The province of Kasaï has 3.2 million inhabitants, many of whom are in remote communities where extreme poverty is common. Since independence in 1960, the Democratic Republic of the Congo (DRC) has experienced a political situation characterised by great instability. Its National Health Policy was approved in 2001 and focuses on primary care. Given the structure of international aid, the largest part is for the selective control of the disease, leaving the field of health with fewer resources.

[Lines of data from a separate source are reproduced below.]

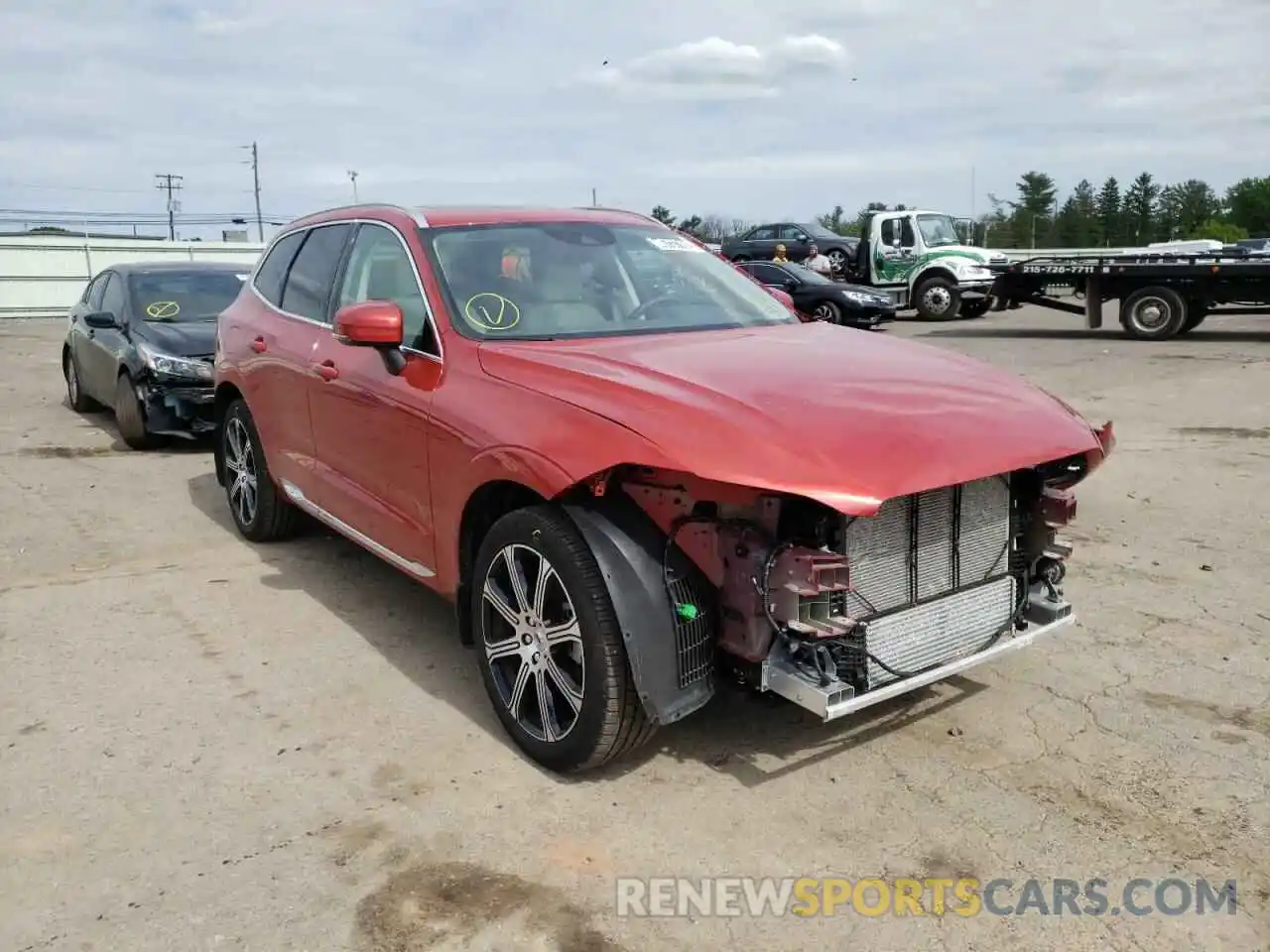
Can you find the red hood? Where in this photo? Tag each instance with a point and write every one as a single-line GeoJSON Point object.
{"type": "Point", "coordinates": [847, 417]}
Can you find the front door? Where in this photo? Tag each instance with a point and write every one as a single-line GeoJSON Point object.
{"type": "Point", "coordinates": [890, 263]}
{"type": "Point", "coordinates": [370, 426]}
{"type": "Point", "coordinates": [797, 241]}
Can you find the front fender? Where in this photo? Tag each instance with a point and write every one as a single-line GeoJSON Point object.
{"type": "Point", "coordinates": [629, 548]}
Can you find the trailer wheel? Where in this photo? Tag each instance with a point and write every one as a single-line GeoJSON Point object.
{"type": "Point", "coordinates": [938, 298]}
{"type": "Point", "coordinates": [1153, 313]}
{"type": "Point", "coordinates": [1197, 312]}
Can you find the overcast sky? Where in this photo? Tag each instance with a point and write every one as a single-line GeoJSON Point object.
{"type": "Point", "coordinates": [746, 108]}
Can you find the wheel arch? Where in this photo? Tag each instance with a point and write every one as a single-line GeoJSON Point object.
{"type": "Point", "coordinates": [226, 394]}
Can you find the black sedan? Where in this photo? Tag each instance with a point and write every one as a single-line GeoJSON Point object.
{"type": "Point", "coordinates": [822, 298]}
{"type": "Point", "coordinates": [140, 343]}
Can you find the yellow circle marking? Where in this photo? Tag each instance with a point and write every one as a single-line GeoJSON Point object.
{"type": "Point", "coordinates": [490, 311]}
{"type": "Point", "coordinates": [163, 308]}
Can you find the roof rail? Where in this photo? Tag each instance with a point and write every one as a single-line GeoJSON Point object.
{"type": "Point", "coordinates": [412, 212]}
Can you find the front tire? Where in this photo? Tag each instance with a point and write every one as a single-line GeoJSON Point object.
{"type": "Point", "coordinates": [828, 312]}
{"type": "Point", "coordinates": [130, 416]}
{"type": "Point", "coordinates": [550, 647]}
{"type": "Point", "coordinates": [259, 511]}
{"type": "Point", "coordinates": [938, 299]}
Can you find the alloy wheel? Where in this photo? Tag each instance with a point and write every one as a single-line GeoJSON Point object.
{"type": "Point", "coordinates": [532, 643]}
{"type": "Point", "coordinates": [240, 467]}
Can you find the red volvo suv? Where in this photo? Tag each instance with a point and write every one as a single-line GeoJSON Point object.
{"type": "Point", "coordinates": [635, 471]}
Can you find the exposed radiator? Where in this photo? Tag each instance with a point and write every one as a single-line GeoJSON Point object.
{"type": "Point", "coordinates": [928, 544]}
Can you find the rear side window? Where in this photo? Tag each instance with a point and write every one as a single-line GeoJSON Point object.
{"type": "Point", "coordinates": [268, 280]}
{"type": "Point", "coordinates": [309, 282]}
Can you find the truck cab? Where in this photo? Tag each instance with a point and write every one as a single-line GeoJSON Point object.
{"type": "Point", "coordinates": [921, 261]}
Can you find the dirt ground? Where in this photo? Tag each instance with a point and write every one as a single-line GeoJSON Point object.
{"type": "Point", "coordinates": [207, 746]}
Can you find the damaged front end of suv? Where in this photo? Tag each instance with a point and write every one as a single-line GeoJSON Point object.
{"type": "Point", "coordinates": [832, 608]}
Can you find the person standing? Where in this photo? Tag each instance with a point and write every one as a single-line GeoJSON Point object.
{"type": "Point", "coordinates": [818, 263]}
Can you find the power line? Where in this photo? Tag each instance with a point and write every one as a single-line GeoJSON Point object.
{"type": "Point", "coordinates": [166, 182]}
{"type": "Point", "coordinates": [255, 182]}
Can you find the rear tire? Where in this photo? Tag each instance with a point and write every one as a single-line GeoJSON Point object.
{"type": "Point", "coordinates": [938, 299]}
{"type": "Point", "coordinates": [1153, 313]}
{"type": "Point", "coordinates": [261, 512]}
{"type": "Point", "coordinates": [75, 397]}
{"type": "Point", "coordinates": [568, 702]}
{"type": "Point", "coordinates": [130, 416]}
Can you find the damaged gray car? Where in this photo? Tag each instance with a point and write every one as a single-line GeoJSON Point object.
{"type": "Point", "coordinates": [141, 343]}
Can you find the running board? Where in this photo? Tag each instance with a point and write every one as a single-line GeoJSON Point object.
{"type": "Point", "coordinates": [296, 495]}
{"type": "Point", "coordinates": [838, 698]}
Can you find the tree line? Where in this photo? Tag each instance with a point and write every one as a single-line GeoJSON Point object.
{"type": "Point", "coordinates": [1109, 216]}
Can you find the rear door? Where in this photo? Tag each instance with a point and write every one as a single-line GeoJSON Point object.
{"type": "Point", "coordinates": [761, 243]}
{"type": "Point", "coordinates": [102, 348]}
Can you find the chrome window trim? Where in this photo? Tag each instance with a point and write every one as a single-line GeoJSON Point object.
{"type": "Point", "coordinates": [430, 316]}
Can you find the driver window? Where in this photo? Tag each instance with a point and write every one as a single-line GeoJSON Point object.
{"type": "Point", "coordinates": [379, 270]}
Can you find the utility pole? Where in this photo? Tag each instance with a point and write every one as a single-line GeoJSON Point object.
{"type": "Point", "coordinates": [255, 188]}
{"type": "Point", "coordinates": [171, 184]}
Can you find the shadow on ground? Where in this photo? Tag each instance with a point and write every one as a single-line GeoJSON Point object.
{"type": "Point", "coordinates": [754, 739]}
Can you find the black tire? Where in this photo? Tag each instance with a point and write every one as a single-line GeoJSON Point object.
{"type": "Point", "coordinates": [826, 311]}
{"type": "Point", "coordinates": [610, 721]}
{"type": "Point", "coordinates": [975, 308]}
{"type": "Point", "coordinates": [938, 298]}
{"type": "Point", "coordinates": [1153, 313]}
{"type": "Point", "coordinates": [79, 402]}
{"type": "Point", "coordinates": [271, 516]}
{"type": "Point", "coordinates": [130, 416]}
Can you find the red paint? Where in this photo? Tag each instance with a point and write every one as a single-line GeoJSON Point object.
{"type": "Point", "coordinates": [846, 419]}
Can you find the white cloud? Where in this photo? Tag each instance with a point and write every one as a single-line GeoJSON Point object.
{"type": "Point", "coordinates": [746, 109]}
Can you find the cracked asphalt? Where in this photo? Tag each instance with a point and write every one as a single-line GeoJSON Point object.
{"type": "Point", "coordinates": [206, 744]}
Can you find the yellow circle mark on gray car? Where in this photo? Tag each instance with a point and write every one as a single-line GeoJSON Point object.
{"type": "Point", "coordinates": [490, 311]}
{"type": "Point", "coordinates": [162, 309]}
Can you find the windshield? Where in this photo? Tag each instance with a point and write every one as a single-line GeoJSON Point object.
{"type": "Point", "coordinates": [821, 232]}
{"type": "Point", "coordinates": [581, 280]}
{"type": "Point", "coordinates": [938, 230]}
{"type": "Point", "coordinates": [183, 296]}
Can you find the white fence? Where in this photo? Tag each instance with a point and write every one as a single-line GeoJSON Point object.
{"type": "Point", "coordinates": [44, 276]}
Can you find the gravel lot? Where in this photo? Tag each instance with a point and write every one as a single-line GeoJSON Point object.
{"type": "Point", "coordinates": [211, 746]}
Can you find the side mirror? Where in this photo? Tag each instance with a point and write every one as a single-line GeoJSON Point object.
{"type": "Point", "coordinates": [100, 320]}
{"type": "Point", "coordinates": [376, 324]}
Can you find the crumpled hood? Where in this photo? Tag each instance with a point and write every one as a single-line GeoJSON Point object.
{"type": "Point", "coordinates": [843, 416]}
{"type": "Point", "coordinates": [189, 339]}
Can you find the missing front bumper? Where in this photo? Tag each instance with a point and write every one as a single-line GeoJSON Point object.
{"type": "Point", "coordinates": [837, 698]}
{"type": "Point", "coordinates": [180, 411]}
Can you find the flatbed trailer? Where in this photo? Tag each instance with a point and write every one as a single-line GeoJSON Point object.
{"type": "Point", "coordinates": [1161, 296]}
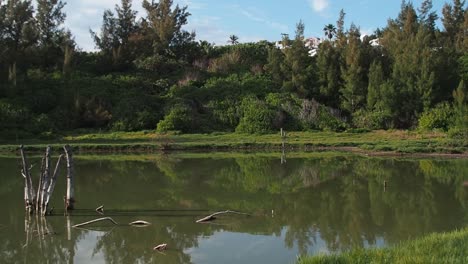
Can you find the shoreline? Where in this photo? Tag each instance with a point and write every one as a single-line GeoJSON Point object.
{"type": "Point", "coordinates": [374, 143]}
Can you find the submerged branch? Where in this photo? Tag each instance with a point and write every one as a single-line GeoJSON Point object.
{"type": "Point", "coordinates": [140, 223]}
{"type": "Point", "coordinates": [96, 220]}
{"type": "Point", "coordinates": [212, 217]}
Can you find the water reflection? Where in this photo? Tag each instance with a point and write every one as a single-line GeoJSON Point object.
{"type": "Point", "coordinates": [303, 206]}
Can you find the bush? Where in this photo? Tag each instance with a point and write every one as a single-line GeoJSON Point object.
{"type": "Point", "coordinates": [372, 120]}
{"type": "Point", "coordinates": [329, 122]}
{"type": "Point", "coordinates": [440, 117]}
{"type": "Point", "coordinates": [316, 116]}
{"type": "Point", "coordinates": [257, 117]}
{"type": "Point", "coordinates": [180, 118]}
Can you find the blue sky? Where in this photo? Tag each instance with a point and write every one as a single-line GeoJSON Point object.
{"type": "Point", "coordinates": [216, 20]}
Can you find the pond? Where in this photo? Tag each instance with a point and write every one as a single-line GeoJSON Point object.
{"type": "Point", "coordinates": [306, 203]}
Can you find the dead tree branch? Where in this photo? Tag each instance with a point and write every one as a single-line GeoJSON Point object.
{"type": "Point", "coordinates": [96, 220]}
{"type": "Point", "coordinates": [212, 217]}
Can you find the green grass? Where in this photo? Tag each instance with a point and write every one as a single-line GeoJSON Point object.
{"type": "Point", "coordinates": [148, 141]}
{"type": "Point", "coordinates": [436, 248]}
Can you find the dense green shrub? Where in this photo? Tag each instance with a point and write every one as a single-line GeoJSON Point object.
{"type": "Point", "coordinates": [225, 114]}
{"type": "Point", "coordinates": [329, 122]}
{"type": "Point", "coordinates": [440, 117]}
{"type": "Point", "coordinates": [257, 117]}
{"type": "Point", "coordinates": [179, 118]}
{"type": "Point", "coordinates": [376, 119]}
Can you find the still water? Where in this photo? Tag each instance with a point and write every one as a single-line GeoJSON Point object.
{"type": "Point", "coordinates": [309, 204]}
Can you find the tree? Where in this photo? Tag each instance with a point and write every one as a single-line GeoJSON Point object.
{"type": "Point", "coordinates": [273, 66]}
{"type": "Point", "coordinates": [330, 31]}
{"type": "Point", "coordinates": [116, 31]}
{"type": "Point", "coordinates": [340, 34]}
{"type": "Point", "coordinates": [453, 16]}
{"type": "Point", "coordinates": [20, 33]}
{"type": "Point", "coordinates": [376, 79]}
{"type": "Point", "coordinates": [233, 40]}
{"type": "Point", "coordinates": [49, 19]}
{"type": "Point", "coordinates": [297, 67]}
{"type": "Point", "coordinates": [427, 17]}
{"type": "Point", "coordinates": [165, 24]}
{"type": "Point", "coordinates": [353, 92]}
{"type": "Point", "coordinates": [460, 96]}
{"type": "Point", "coordinates": [126, 27]}
{"type": "Point", "coordinates": [108, 40]}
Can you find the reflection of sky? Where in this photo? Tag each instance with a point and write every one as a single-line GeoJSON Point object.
{"type": "Point", "coordinates": [85, 249]}
{"type": "Point", "coordinates": [225, 247]}
{"type": "Point", "coordinates": [228, 247]}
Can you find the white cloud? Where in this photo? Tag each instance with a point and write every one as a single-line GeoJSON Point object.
{"type": "Point", "coordinates": [319, 5]}
{"type": "Point", "coordinates": [257, 16]}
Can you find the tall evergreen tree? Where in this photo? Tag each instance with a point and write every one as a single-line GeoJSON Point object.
{"type": "Point", "coordinates": [297, 61]}
{"type": "Point", "coordinates": [49, 20]}
{"type": "Point", "coordinates": [329, 73]}
{"type": "Point", "coordinates": [116, 32]}
{"type": "Point", "coordinates": [273, 66]}
{"type": "Point", "coordinates": [20, 34]}
{"type": "Point", "coordinates": [453, 16]}
{"type": "Point", "coordinates": [376, 79]}
{"type": "Point", "coordinates": [353, 92]}
{"type": "Point", "coordinates": [165, 24]}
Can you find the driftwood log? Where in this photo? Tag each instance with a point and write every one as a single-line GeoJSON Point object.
{"type": "Point", "coordinates": [212, 217]}
{"type": "Point", "coordinates": [160, 247]}
{"type": "Point", "coordinates": [37, 200]}
{"type": "Point", "coordinates": [51, 187]}
{"type": "Point", "coordinates": [96, 220]}
{"type": "Point", "coordinates": [100, 209]}
{"type": "Point", "coordinates": [29, 194]}
{"type": "Point", "coordinates": [140, 223]}
{"type": "Point", "coordinates": [70, 199]}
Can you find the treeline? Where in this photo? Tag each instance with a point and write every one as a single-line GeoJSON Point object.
{"type": "Point", "coordinates": [150, 73]}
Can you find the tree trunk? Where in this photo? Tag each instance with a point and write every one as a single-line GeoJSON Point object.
{"type": "Point", "coordinates": [70, 180]}
{"type": "Point", "coordinates": [12, 73]}
{"type": "Point", "coordinates": [29, 194]}
{"type": "Point", "coordinates": [51, 187]}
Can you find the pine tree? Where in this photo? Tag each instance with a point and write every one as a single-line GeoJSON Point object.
{"type": "Point", "coordinates": [329, 73]}
{"type": "Point", "coordinates": [460, 96]}
{"type": "Point", "coordinates": [353, 92]}
{"type": "Point", "coordinates": [108, 41]}
{"type": "Point", "coordinates": [298, 65]}
{"type": "Point", "coordinates": [376, 79]}
{"type": "Point", "coordinates": [273, 66]}
{"type": "Point", "coordinates": [116, 31]}
{"type": "Point", "coordinates": [20, 33]}
{"type": "Point", "coordinates": [49, 20]}
{"type": "Point", "coordinates": [453, 16]}
{"type": "Point", "coordinates": [165, 24]}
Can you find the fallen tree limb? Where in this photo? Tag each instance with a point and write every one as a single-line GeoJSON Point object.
{"type": "Point", "coordinates": [212, 217]}
{"type": "Point", "coordinates": [96, 220]}
{"type": "Point", "coordinates": [100, 209]}
{"type": "Point", "coordinates": [160, 247]}
{"type": "Point", "coordinates": [140, 223]}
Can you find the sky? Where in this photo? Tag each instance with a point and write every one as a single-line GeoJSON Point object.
{"type": "Point", "coordinates": [250, 20]}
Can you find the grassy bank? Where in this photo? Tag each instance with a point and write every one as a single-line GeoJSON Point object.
{"type": "Point", "coordinates": [374, 141]}
{"type": "Point", "coordinates": [436, 248]}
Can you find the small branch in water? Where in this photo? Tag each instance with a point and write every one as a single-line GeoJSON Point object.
{"type": "Point", "coordinates": [96, 220]}
{"type": "Point", "coordinates": [100, 209]}
{"type": "Point", "coordinates": [160, 247]}
{"type": "Point", "coordinates": [212, 217]}
{"type": "Point", "coordinates": [140, 223]}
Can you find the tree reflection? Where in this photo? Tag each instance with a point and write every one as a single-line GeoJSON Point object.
{"type": "Point", "coordinates": [338, 200]}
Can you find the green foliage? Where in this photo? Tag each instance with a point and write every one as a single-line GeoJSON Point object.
{"type": "Point", "coordinates": [375, 119]}
{"type": "Point", "coordinates": [440, 117]}
{"type": "Point", "coordinates": [257, 117]}
{"type": "Point", "coordinates": [316, 116]}
{"type": "Point", "coordinates": [179, 118]}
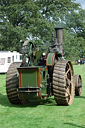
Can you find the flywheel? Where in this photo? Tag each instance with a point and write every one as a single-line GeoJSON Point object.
{"type": "Point", "coordinates": [63, 82]}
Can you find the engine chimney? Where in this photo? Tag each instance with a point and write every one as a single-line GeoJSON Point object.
{"type": "Point", "coordinates": [59, 36]}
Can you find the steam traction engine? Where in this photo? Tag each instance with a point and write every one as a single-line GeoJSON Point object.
{"type": "Point", "coordinates": [45, 74]}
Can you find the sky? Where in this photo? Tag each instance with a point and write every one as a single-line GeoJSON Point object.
{"type": "Point", "coordinates": [82, 2]}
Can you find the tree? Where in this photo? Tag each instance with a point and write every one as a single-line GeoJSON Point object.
{"type": "Point", "coordinates": [36, 19]}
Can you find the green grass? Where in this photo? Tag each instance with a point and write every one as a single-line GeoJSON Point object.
{"type": "Point", "coordinates": [43, 114]}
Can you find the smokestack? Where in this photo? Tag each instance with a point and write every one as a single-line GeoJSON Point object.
{"type": "Point", "coordinates": [59, 36]}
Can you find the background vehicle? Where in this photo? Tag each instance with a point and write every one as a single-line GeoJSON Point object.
{"type": "Point", "coordinates": [46, 74]}
{"type": "Point", "coordinates": [6, 58]}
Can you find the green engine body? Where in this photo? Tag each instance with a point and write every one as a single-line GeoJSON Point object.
{"type": "Point", "coordinates": [34, 81]}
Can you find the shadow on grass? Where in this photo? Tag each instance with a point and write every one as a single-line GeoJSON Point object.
{"type": "Point", "coordinates": [75, 125]}
{"type": "Point", "coordinates": [47, 102]}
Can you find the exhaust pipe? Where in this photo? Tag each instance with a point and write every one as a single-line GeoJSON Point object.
{"type": "Point", "coordinates": [59, 41]}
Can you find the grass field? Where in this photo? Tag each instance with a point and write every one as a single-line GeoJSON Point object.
{"type": "Point", "coordinates": [43, 114]}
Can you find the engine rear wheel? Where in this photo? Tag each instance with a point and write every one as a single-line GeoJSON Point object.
{"type": "Point", "coordinates": [78, 85]}
{"type": "Point", "coordinates": [12, 83]}
{"type": "Point", "coordinates": [63, 82]}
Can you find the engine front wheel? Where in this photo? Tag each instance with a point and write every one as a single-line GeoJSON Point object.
{"type": "Point", "coordinates": [63, 82]}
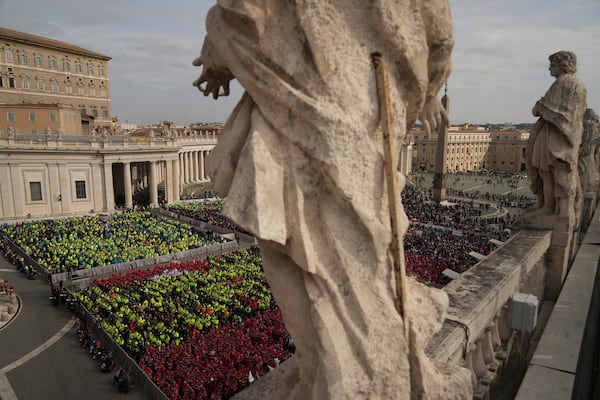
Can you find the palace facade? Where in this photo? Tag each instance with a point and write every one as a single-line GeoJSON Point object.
{"type": "Point", "coordinates": [61, 151]}
{"type": "Point", "coordinates": [472, 149]}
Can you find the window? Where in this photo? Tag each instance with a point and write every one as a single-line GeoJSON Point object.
{"type": "Point", "coordinates": [35, 189]}
{"type": "Point", "coordinates": [22, 57]}
{"type": "Point", "coordinates": [80, 191]}
{"type": "Point", "coordinates": [24, 82]}
{"type": "Point", "coordinates": [8, 55]}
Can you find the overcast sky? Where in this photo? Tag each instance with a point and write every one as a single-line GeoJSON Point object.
{"type": "Point", "coordinates": [500, 57]}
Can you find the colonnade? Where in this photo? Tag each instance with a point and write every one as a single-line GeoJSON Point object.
{"type": "Point", "coordinates": [141, 175]}
{"type": "Point", "coordinates": [191, 165]}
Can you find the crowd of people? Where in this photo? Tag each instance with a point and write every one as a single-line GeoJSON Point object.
{"type": "Point", "coordinates": [191, 325]}
{"type": "Point", "coordinates": [442, 236]}
{"type": "Point", "coordinates": [207, 211]}
{"type": "Point", "coordinates": [85, 242]}
{"type": "Point", "coordinates": [198, 328]}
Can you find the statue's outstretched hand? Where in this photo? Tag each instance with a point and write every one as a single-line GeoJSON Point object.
{"type": "Point", "coordinates": [213, 79]}
{"type": "Point", "coordinates": [433, 115]}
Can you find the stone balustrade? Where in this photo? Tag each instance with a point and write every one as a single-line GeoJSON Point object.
{"type": "Point", "coordinates": [477, 333]}
{"type": "Point", "coordinates": [99, 142]}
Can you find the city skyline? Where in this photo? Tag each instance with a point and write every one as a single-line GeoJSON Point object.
{"type": "Point", "coordinates": [500, 57]}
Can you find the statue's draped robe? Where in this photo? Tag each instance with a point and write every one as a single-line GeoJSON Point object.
{"type": "Point", "coordinates": [300, 161]}
{"type": "Point", "coordinates": [556, 136]}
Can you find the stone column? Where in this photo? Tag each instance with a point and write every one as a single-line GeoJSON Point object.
{"type": "Point", "coordinates": [181, 170]}
{"type": "Point", "coordinates": [441, 167]}
{"type": "Point", "coordinates": [152, 185]}
{"type": "Point", "coordinates": [186, 158]}
{"type": "Point", "coordinates": [169, 181]}
{"type": "Point", "coordinates": [145, 175]}
{"type": "Point", "coordinates": [109, 196]}
{"type": "Point", "coordinates": [127, 184]}
{"type": "Point", "coordinates": [202, 177]}
{"type": "Point", "coordinates": [175, 177]}
{"type": "Point", "coordinates": [195, 166]}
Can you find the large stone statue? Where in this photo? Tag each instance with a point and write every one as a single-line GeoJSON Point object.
{"type": "Point", "coordinates": [300, 162]}
{"type": "Point", "coordinates": [554, 142]}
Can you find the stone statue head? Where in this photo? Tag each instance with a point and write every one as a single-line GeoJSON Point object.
{"type": "Point", "coordinates": [567, 60]}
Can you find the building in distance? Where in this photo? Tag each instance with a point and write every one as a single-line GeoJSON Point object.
{"type": "Point", "coordinates": [472, 148]}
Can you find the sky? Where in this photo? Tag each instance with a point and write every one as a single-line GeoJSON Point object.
{"type": "Point", "coordinates": [500, 56]}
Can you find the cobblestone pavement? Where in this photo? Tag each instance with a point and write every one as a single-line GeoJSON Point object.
{"type": "Point", "coordinates": [40, 358]}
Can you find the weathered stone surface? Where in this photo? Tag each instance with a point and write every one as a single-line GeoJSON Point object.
{"type": "Point", "coordinates": [300, 162]}
{"type": "Point", "coordinates": [554, 142]}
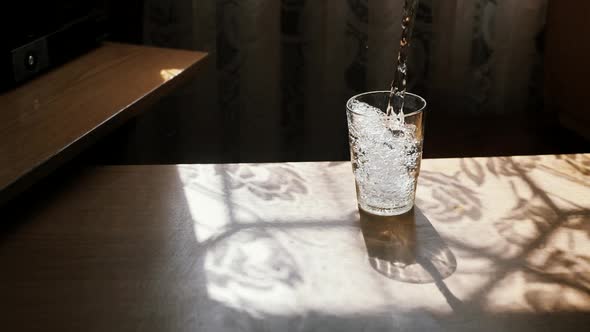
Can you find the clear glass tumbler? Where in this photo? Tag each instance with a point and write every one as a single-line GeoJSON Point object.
{"type": "Point", "coordinates": [386, 151]}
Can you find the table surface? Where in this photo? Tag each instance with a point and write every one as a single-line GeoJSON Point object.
{"type": "Point", "coordinates": [495, 244]}
{"type": "Point", "coordinates": [46, 121]}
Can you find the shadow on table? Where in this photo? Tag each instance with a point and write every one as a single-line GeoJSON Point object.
{"type": "Point", "coordinates": [406, 247]}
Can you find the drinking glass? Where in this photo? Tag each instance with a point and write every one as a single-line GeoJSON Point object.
{"type": "Point", "coordinates": [386, 151]}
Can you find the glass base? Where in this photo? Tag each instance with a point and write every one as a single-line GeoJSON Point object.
{"type": "Point", "coordinates": [385, 211]}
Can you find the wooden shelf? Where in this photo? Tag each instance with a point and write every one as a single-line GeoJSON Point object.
{"type": "Point", "coordinates": [48, 120]}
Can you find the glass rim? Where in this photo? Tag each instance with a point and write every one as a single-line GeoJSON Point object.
{"type": "Point", "coordinates": [420, 110]}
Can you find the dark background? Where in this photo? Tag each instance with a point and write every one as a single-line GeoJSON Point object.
{"type": "Point", "coordinates": [280, 72]}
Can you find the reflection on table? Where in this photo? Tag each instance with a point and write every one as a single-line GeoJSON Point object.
{"type": "Point", "coordinates": [282, 247]}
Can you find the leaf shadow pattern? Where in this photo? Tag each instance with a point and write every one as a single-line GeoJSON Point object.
{"type": "Point", "coordinates": [546, 235]}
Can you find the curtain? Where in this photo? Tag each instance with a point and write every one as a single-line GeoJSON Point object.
{"type": "Point", "coordinates": [282, 70]}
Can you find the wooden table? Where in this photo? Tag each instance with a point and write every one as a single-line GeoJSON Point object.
{"type": "Point", "coordinates": [496, 244]}
{"type": "Point", "coordinates": [48, 120]}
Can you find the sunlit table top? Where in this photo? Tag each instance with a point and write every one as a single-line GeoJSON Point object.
{"type": "Point", "coordinates": [495, 244]}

In order to achieve the stated aims a series of activities will be carried out, among which should be highlighted: 
  • Provide training to 24 health centre and management team nurses in terms of diagnosis, treatment and quality data collection. 
  • Support the follow-up and monitoring of the disease, as well as managing disability. 
  • Monthly monitoring meetings in the central health office. 
  • Develop, produce and disseminate tools for raising awareness of leprosy and neglected tropical diseases (NTDs) in collaboration with Committee members. 
  • Enable the training of 20 health committees, 20 community leaders and 40 health workers to identify and refer cases of leprosy and neglected tropical diseases (NTDs) to health centres. 
  • Carry out 12 awareness campaigns about leprosy and lymphatic filariasis. 
  • Carry out four active screening campaigns (active search for cases). 
  • It is expected that some outcomes of the project will be: 
  • 28 health professionals of the selected villages with the ability to efficiently diagnose and manage cases of leprosy and lymphatic filariasis, both in men and women. 
  • Improve four health centres in terms of response and providing deworming drugs in these four areas of KasaEnable 80 local communities to enhance the knowledge and skills to detect and refer leprosy and lymphatic filariasis. 

The number of direct beneficiaries is 1,038 people, of whom 359 are women and another 335 under the age of 15.

In terms of indirect beneficiaries, this could be up to the 38,875 inhabitants comprising the population of the different areas where the project will be carried out.